Scientists have discovered that solar panels can be designed to perform considerably better when exposed to sounds like certain kinds of music. Why is this, and how could this knowledge help advance green energy?
Researchers at the Imperial College London, working with a team from Queen Mary University and publishing this month in the journal Advanced Materials, have demonstrated that music and sounds pitched at around ambient noise level — say, the sound of an office printer — could significantly increase the output of specially designed solar panels. Interestingly, it’s move over Beethoven and say hello to One Direction: these solar panels prefer their pop and rock over high brow classical.
The Science Behind the Solar Panel and Sound Link
Researchers wanted to discover whether this effect could be harnessed to improve the efficiency and output of solar panels. As such, they manufactured — or more accurately grew — zinc oxide nanorods, which are a piezoelectric material, and then covered them with what is known as an active polymer that can convert sunlight into electricity. The new piezoelectric solar panel was born.
The scientists then exposed the panels to pressure, which in this case was sounds of various pitches. What they found was that high pitched sounds, which are often the mainstay of pop and rock music, increased the output of the solar panels by up to 40%. Classical music, which predominantly has a range of sounds at a lower pitch, also increased the output but not quite as much.

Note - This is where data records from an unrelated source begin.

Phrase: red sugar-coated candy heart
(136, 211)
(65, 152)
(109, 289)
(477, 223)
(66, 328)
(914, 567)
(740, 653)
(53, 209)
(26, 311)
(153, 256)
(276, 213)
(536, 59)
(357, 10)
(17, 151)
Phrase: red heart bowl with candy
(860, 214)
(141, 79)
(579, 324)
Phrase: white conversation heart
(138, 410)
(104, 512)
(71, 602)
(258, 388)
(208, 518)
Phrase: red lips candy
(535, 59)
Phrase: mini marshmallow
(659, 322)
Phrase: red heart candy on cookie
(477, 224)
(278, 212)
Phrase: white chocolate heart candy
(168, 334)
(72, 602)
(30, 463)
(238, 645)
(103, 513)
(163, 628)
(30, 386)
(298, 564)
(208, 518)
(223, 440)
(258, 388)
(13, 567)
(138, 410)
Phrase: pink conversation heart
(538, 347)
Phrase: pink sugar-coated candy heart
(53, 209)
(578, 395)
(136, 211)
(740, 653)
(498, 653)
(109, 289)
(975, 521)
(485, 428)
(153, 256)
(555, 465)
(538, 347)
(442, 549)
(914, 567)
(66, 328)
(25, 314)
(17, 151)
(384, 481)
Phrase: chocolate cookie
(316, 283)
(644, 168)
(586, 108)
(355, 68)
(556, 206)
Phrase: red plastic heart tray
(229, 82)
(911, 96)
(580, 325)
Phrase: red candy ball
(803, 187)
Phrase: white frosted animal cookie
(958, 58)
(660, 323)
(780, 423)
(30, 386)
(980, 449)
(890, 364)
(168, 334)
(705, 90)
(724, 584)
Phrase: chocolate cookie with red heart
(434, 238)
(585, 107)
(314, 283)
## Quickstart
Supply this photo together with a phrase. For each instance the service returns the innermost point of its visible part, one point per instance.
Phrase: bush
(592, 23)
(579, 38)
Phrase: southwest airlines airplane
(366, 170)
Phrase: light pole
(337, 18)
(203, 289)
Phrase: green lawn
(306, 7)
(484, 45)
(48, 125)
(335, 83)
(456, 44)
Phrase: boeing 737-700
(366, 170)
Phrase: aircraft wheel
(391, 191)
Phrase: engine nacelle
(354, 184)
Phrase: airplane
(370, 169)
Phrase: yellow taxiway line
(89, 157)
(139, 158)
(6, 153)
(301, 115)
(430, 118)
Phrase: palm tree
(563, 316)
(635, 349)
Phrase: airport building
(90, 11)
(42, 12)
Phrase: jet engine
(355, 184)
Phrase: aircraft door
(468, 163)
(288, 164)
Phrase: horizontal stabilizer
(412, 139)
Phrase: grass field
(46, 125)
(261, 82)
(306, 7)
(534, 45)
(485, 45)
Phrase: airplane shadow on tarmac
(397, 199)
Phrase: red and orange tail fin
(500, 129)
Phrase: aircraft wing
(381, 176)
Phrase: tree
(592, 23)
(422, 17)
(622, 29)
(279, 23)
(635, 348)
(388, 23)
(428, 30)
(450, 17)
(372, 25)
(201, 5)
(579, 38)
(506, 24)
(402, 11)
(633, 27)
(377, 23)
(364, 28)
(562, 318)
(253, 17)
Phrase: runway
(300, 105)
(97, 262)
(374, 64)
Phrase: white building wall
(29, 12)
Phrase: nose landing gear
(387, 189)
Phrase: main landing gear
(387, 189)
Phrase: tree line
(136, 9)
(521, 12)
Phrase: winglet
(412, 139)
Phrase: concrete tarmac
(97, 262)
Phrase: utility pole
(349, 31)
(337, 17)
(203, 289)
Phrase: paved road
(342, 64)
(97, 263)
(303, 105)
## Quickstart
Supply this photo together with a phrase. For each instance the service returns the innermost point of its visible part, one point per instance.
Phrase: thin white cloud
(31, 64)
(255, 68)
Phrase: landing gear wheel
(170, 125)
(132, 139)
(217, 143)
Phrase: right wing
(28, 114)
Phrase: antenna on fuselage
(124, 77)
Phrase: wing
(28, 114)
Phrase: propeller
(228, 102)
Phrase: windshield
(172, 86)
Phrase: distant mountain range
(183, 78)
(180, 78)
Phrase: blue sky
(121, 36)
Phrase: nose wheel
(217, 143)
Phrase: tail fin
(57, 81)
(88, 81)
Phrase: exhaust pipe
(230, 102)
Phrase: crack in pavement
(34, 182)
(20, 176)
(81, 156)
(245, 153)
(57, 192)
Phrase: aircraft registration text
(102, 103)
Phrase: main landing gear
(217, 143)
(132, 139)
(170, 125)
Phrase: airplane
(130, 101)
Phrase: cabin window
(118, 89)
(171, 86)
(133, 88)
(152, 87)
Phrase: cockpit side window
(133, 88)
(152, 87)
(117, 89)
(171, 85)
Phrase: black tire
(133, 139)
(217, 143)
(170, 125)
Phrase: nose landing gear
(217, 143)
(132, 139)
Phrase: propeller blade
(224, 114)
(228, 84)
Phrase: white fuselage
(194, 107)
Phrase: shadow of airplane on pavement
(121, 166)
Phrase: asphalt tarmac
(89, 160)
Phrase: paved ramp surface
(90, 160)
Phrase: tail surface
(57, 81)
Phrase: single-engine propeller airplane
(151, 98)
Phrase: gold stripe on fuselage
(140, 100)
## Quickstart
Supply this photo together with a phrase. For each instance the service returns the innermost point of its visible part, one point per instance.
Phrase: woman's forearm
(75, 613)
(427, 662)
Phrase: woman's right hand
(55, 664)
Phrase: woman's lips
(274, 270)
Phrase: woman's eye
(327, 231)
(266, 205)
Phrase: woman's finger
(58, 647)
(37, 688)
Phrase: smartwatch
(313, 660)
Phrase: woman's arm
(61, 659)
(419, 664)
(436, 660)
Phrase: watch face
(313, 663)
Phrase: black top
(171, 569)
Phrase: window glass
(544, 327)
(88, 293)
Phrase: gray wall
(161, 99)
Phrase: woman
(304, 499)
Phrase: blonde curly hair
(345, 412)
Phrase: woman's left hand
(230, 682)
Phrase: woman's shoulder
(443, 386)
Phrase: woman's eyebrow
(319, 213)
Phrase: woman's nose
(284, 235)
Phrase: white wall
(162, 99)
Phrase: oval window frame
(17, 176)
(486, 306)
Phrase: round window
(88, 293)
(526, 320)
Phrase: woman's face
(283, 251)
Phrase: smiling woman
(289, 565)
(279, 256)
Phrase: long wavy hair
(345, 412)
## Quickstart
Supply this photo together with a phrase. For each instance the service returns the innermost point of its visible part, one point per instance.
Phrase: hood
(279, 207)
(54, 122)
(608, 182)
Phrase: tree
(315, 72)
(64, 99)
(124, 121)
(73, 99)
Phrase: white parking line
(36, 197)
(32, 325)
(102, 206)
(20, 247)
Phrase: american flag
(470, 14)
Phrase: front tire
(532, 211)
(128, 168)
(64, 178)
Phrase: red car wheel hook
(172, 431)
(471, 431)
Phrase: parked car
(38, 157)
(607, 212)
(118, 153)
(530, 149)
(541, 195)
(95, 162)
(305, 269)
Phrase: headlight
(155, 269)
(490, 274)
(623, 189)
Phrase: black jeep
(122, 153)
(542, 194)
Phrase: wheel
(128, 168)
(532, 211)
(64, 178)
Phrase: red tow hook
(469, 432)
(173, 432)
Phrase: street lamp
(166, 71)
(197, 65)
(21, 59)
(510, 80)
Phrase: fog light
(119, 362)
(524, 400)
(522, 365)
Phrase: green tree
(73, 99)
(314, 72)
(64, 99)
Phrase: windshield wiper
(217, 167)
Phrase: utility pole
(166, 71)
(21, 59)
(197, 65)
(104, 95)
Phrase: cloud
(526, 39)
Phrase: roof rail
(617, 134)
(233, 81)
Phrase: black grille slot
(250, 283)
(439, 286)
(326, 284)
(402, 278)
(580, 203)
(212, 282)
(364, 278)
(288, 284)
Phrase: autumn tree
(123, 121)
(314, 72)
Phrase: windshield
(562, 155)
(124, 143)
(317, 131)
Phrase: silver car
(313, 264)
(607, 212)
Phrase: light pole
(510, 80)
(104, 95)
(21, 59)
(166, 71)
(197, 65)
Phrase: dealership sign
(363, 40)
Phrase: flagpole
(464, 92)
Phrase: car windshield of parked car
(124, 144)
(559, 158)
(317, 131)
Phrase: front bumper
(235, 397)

“We thought the soundwaves, which produce random fluctuations, would cancel each other out and so didn’t expect to see any significant overall effect on the power output,” James Durrant, of Imperial’s Department of Chemistry, is quoted as saying. “The key for us was that not only that the random fluctuations from the sound didn’t cancel each other out, but also that some frequencies of sound seemed really to amplify the solar cell output – so that the increase in power was a remarkably big effect considering how little sound energy we put in.”
The Real World Implications of the Sound and Solar Panel Link
Admittedly, bombarding your solar panels with Miley Cirus every day might start to annoy — well, everyone. The good news is, the researchers believe that you don’t actually need music to realize this effect. They discovered that sound levels going as low as 75 decibels, which is roughly the same as general roadside noise, is enough to increase the output of solar cells that have the piezoelectric material built in.
While the efficiency of solar panels has increased enough to make the technology a viable and worthwhile alternative energy for helping supply the home, the efficiency on the whole hasn’t been enough for many wider applications. However, with this finding the scientists hope that a range of technologies could be improved upon to make solar power more widespread. That’s not just for larger items like buses, trains and potentially cars, but even items like laptops and maybe one day, even smaller devices.
Dr. Steve Dunn, co-researcher from the Queen Mary’s School of Engineering and Materials Science, is quoted as saying, “After investigating systems for converting vibrations into electricity this is a really exciting development that shows a similar set of physical properties can also enhance the performance of a photovoltaic solar cell. The work highlights the benefits of collaboration to develop new and interesting systems and scientific understanding.”
This research is of wider benefit than just an interesting milestone in solar panel development. Green energy is unfortunately still not receiving the support it deserves from many politicians and big businesses. As such, innovation can be difficult to come by and without innovation it becomes more and more difficult to convince other businesses that they should invest, incorporate and even champion new green technology — this despite the fact that we know that green energy is desperately needed to try to undo and prevent the damage done by fossil fuels and to stave off looming energy deficiencies.
Research like this, then, helps to show that not only could the numbers add up, but that green energy in the long term could help take products in new and exciting directions that are also kinder to the environment.